Hello everyone!
Titus is almost a full month into kindergarten and is doing wonderfully! He is enjoying school and comes home with great reports each day. A year and a half ago I couldn’t imagine him being able to attend school. The day he was diagnosed with leukemia the doc told us that he should be able to attend school once the time came, I am so glad that he is able to! We sent home a letter to his classmates/parents informing them of his diagnosis and requesting that we be informed if their child becomes sick with a serious illness. So far Titus has been healthy, besides a little runny nose. Keep praying as we start to enter into the fall and winter months please! Because of his treatment, we didn’t spend time “getting him ready” for school, our focus was on his treatment. Because of this, I was worried as he entered school that he would be “behind”, I don’t know why I was so worried! This little guy is blowing us away!
So, I am sure everyone has seen somewhere that September is Pediatric Cancer Awareness month. In the 1950s, almost all kids diagnosed with cancer died. Because of research, today about 85% of kids with the most common type of cancer will live. But for many other types, progress has been limited, and for some kids there is still little hope for a cure. This is why we must continue to find new ways to treat cancer in kids. We have formed a small team and will be walking in the Light the Night walk with the Leukemia and Lymphoma Society September 20th. Here is a link if you would like to join us, or donate to our team! Our goal is $100.00. http://pages.lightthenight.org/mid/KSCity13/TitusBeatsALL#home - Check it out!

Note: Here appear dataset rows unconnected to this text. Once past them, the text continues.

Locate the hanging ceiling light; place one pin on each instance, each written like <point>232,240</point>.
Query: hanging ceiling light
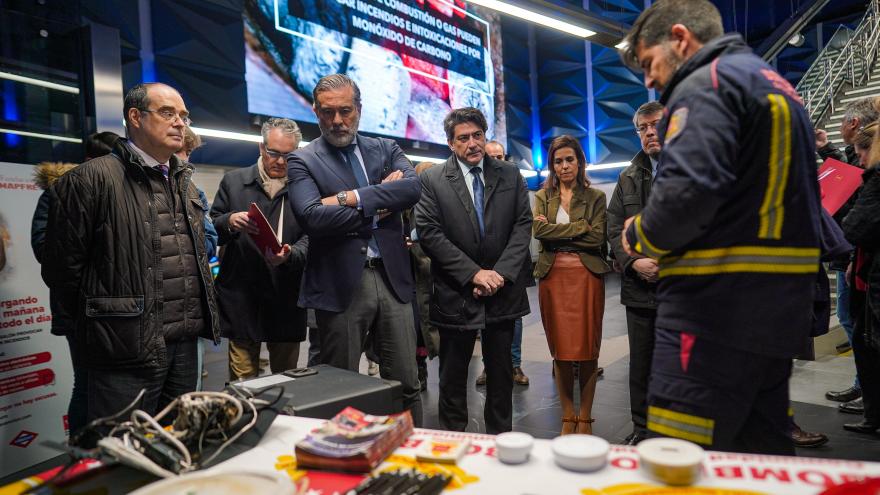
<point>532,16</point>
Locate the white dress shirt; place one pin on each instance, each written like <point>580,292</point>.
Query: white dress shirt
<point>469,177</point>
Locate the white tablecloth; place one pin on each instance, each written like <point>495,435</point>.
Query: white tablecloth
<point>480,472</point>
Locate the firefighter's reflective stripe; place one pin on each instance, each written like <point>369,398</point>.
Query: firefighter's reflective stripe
<point>772,212</point>
<point>747,259</point>
<point>643,245</point>
<point>681,425</point>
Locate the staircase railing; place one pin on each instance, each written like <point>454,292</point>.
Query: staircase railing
<point>837,66</point>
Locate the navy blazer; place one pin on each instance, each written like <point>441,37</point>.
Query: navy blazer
<point>338,235</point>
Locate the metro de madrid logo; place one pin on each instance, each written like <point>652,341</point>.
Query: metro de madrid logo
<point>23,439</point>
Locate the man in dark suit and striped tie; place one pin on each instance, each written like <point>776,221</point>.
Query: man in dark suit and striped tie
<point>347,191</point>
<point>474,222</point>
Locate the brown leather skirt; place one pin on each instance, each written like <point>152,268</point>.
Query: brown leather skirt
<point>572,301</point>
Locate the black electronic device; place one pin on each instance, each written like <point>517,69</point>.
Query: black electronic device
<point>322,391</point>
<point>300,372</point>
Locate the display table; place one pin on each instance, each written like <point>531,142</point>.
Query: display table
<point>479,472</point>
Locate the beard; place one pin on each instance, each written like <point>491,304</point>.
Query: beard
<point>340,136</point>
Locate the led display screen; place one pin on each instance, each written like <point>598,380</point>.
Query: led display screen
<point>414,61</point>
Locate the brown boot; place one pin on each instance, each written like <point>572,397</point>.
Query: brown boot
<point>481,380</point>
<point>519,377</point>
<point>808,439</point>
<point>569,425</point>
<point>585,425</point>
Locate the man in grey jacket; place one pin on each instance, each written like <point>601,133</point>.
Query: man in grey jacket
<point>638,275</point>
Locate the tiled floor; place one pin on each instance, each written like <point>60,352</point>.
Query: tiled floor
<point>537,411</point>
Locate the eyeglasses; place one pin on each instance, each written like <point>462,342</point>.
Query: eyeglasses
<point>330,113</point>
<point>644,127</point>
<point>169,115</point>
<point>274,155</point>
<point>464,138</point>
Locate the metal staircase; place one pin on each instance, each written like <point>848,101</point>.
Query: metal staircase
<point>843,71</point>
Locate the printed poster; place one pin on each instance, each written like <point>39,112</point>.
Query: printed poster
<point>36,376</point>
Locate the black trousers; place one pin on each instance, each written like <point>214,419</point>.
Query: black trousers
<point>374,313</point>
<point>717,396</point>
<point>866,356</point>
<point>640,328</point>
<point>109,391</point>
<point>456,349</point>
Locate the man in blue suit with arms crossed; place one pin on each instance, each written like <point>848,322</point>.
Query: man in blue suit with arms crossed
<point>347,191</point>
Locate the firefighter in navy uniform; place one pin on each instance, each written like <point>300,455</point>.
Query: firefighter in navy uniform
<point>733,221</point>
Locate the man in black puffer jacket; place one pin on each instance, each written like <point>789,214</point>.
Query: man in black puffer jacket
<point>125,260</point>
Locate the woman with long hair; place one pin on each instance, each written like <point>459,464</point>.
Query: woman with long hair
<point>569,223</point>
<point>862,228</point>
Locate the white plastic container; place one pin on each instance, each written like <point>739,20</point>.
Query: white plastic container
<point>214,483</point>
<point>670,460</point>
<point>581,453</point>
<point>513,447</point>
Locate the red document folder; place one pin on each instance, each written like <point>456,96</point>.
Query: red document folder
<point>837,182</point>
<point>266,239</point>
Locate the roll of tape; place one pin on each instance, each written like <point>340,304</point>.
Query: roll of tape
<point>670,460</point>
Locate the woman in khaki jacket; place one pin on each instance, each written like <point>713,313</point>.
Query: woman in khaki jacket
<point>569,222</point>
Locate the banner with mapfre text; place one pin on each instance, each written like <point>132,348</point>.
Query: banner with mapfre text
<point>36,376</point>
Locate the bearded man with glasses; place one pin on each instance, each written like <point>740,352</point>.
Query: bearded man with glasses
<point>126,263</point>
<point>262,285</point>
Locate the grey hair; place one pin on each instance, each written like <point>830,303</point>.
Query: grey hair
<point>646,109</point>
<point>287,126</point>
<point>336,81</point>
<point>862,109</point>
<point>498,143</point>
<point>463,116</point>
<point>654,25</point>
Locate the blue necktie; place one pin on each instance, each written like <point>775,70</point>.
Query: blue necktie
<point>478,199</point>
<point>355,164</point>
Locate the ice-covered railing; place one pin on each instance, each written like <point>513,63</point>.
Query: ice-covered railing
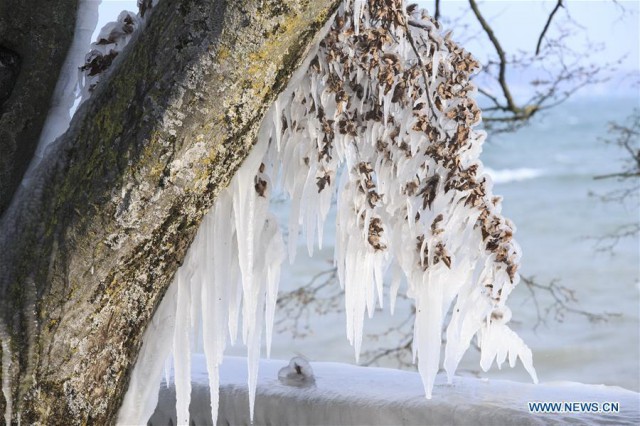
<point>382,116</point>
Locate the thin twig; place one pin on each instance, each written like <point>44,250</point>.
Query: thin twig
<point>503,57</point>
<point>546,26</point>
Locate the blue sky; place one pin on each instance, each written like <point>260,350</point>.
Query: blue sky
<point>517,23</point>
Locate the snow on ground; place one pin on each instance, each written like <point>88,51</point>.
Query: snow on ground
<point>349,395</point>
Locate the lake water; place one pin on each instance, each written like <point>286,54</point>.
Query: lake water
<point>545,173</point>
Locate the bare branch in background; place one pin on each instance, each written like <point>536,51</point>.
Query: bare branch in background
<point>546,26</point>
<point>511,106</point>
<point>559,72</point>
<point>626,136</point>
<point>322,295</point>
<point>563,302</point>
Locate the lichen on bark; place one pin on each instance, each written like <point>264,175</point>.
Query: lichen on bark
<point>89,248</point>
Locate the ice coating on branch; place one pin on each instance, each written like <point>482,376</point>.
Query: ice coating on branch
<point>111,40</point>
<point>64,96</point>
<point>382,116</point>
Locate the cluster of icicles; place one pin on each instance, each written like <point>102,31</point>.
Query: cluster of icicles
<point>389,105</point>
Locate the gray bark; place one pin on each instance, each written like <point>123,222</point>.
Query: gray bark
<point>88,250</point>
<point>34,39</point>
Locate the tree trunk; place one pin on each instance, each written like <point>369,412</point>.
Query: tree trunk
<point>88,250</point>
<point>34,39</point>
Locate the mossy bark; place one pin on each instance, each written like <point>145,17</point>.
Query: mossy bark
<point>89,248</point>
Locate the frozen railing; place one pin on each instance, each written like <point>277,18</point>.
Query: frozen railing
<point>348,395</point>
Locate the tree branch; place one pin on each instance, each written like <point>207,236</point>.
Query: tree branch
<point>503,58</point>
<point>546,26</point>
<point>88,249</point>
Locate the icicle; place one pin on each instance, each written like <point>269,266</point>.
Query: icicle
<point>411,196</point>
<point>181,352</point>
<point>6,379</point>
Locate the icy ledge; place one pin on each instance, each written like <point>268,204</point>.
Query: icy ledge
<point>349,395</point>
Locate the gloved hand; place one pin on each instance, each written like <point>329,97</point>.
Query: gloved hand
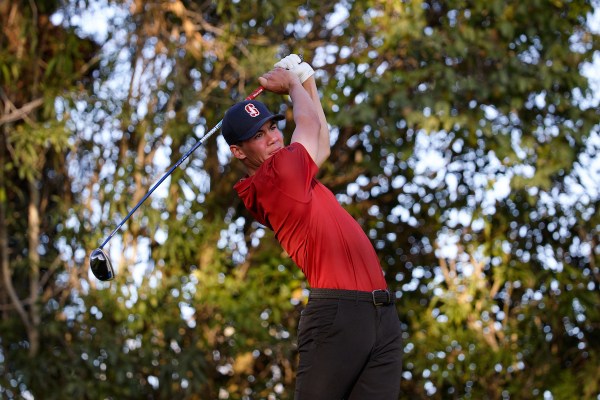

As many of you are aware, Titus is in remission. However, here is something you may not know. His oncologist described Titus’ remission as this… When Titus was diagnosed, he had billions of leukemia cells throughout his body. After his first month of treatment, his bone marrow showed .001% leukemia cells = meaning remission, however it also meant that he still had millions of leukemia cells throughout his body. The length of treatment is over 3 years, this is to ensure that all those cells are eliminated, and to keep his bone marrow suppressed enough to hopefully not produce anymore leukemia cells. He is taking multiple chemotherapy meds still, at home, by IV, and through lumbar puncture as well. This is all done in hopes that we will get all those bad cells. His immune system is suppressed through the meds he is taking, so while he is now free to attend school, and be a kid, we still have to be very careful with what he is exposed to. His immune system is 1/4 to 1/3 of what a “normal” child’s immune system should be. While we would like to keep him in a bubble…he needs to be free to be a kid! He was in a bubble long enough, and I hope and pray he doesn’t end up back in one! There is a chance that at some point his counts may bottom out while he is in maintenance just from the continuous chemo that he gets. We will cross that bridge if we come to it (if, not when).
I want to give a huge thank you to everyone who has been supportive during this journey. Whether it was your time and energy, monetary support, or prayers, we are forever grateful for you!